PARIS - Collective, nationwide madness is a known yet rare phenomenon and France is on the brink of experiencing it for the second time in eight years.
After a dreadful start to the 2006 World Cup that had supporters reaching for their baseball bats to greet the team on their expected early return to Charles de Gaulle Airport, les Bleus have suddenly found the magic touch.
In a revival so miraculous that even Lazarus would have found it corny, the team that a week earlier had been written off as a bunch of uninterested ageing millionaires have routed Spain and Brazil to reach the semi-finals of the tournament.
The match tomorrow morning against Portugal is already being pre-written as a classic and, with the exception of scheduled transport and the disciplined services, it is hard to imagine anyone in France who will not be glued to the television.
Every mind swims with the vision that France could be heading for another 1998.
"It's like a dream, a moment of collective happiness," said French fan Atanase Perifan.
"People who walk past each other every day without saying a word are finally talking to each other.
"Yesterday, in all the apartment buildings in France, all people talked about was the victory [over Brazil], and that included grannies who didn't even see the match but followed it because they heard the noise from neighbours watching it on television."
The victory against Brazil was watched by 18 million people on national television.
Thirty thousand of them watched it on a giant screen at Charlety Stadium in the capital, Paris.
As the victory sank in, half a million people crammed the Champs-Elysees and tens of thousands crowded the Canebiere, the main avenue in Marseilles.
Music festivals in Brittany and Strasbourg were sidelined as fans clustered near radios to hear the game, their singing of the Marseillaise competing with rock music,
The nightlong partying also had its bad sides - a man in Nice, maddened by the noise of celebrating, shot and badly wounded two rowdy fans before being shot by police.
Scores of people were arrested in Paris amid scenes of drunken unrest, window-smashing and police-taunting - it's not just the Poms who like to put it about during football season.
But Tricolore flags, face-paint, anything with a cockerel motif, replica football shirts all are good right now. The mood on the blogs is one of astonishment, mixed with reverence for the team so recently scorned and the vision that France's old-timers could even hoist the cup one more time.
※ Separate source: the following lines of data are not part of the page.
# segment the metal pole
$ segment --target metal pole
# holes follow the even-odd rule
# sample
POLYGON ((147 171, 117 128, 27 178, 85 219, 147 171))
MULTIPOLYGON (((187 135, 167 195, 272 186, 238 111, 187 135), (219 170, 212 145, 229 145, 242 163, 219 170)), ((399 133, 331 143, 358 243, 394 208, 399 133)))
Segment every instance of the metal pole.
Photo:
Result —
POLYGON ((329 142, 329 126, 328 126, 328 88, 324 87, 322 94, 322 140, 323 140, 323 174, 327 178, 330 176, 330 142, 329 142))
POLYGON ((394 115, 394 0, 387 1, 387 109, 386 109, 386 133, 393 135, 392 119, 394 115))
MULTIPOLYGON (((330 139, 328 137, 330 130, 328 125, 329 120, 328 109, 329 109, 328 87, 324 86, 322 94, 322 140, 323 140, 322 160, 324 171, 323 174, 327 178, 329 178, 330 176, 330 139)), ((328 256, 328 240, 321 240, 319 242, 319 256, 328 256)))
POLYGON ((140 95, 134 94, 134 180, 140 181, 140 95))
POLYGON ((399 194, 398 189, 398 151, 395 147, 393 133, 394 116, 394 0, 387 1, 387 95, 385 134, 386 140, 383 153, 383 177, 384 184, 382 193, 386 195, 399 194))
"I say that France can make its dreams come true," said fan Alain Valtier of Brest, while a Parisian calling himself Barbe-rousse said: "I have never lost trust in our beautiful team and especially in [Zinedine] Zidane, who is not a player, but a genius."
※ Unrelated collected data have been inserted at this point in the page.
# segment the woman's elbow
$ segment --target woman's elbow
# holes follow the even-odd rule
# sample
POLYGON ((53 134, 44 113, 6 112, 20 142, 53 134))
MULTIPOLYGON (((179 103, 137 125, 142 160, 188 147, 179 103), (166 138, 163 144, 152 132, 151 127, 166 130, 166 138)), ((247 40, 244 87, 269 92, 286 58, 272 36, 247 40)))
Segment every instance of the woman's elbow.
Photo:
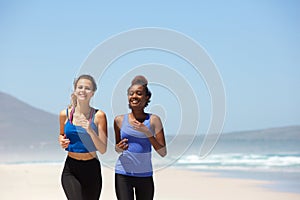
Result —
POLYGON ((101 154, 105 154, 106 151, 107 151, 107 147, 99 148, 98 151, 99 151, 101 154))
POLYGON ((161 149, 159 149, 157 151, 157 153, 161 156, 161 157, 165 157, 167 155, 167 148, 166 147, 163 147, 161 149))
From the simple act of kicking a ball into the back of a net, many good things could flow: national unity in a country that is divided in many ways, and a healing of racial wounds made raw by the rioting in the high-immigration suburban housing estates last year.
In 1998, the success by a team who were a mixture of African, European and Arab descent was called the black, white and brown victory, echoing the Tricolore flag's red, white and blue.
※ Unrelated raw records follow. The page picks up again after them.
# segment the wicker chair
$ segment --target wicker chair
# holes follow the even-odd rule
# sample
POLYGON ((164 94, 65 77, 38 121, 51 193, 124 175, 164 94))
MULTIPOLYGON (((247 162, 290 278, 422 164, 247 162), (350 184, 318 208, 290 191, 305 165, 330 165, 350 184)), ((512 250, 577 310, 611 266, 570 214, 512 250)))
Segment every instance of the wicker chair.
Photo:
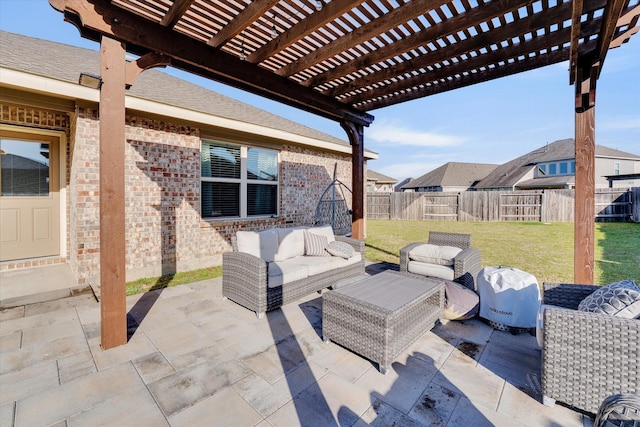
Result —
POLYGON ((598 286, 543 284, 542 395, 595 414, 612 394, 640 393, 640 320, 576 310, 598 286))
POLYGON ((602 404, 593 427, 640 427, 640 396, 614 394, 602 404))
MULTIPOLYGON (((469 289, 476 290, 476 280, 478 273, 482 269, 482 257, 480 250, 471 247, 471 235, 459 233, 443 233, 439 231, 429 232, 429 241, 432 245, 438 246, 454 246, 461 248, 460 252, 453 263, 453 280, 466 286, 469 289)), ((400 249, 400 272, 408 276, 421 277, 408 271, 409 252, 416 246, 422 245, 423 242, 411 243, 400 249)))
The same colours of 1998 are being rediscovered today. "France's victorious multiculturalism is on display, and with such class," said Yves Cochet, a Green who is a Paris MP.
Perifan added: "Football is succeeding where urban policies have been failing for 30 years."
But others have their own views - far-right veteran politician Jean Marie Le Pen was last week castigated when he declared that there were far too many "players of colour" in the French national team - there are 16 in a squad of 23.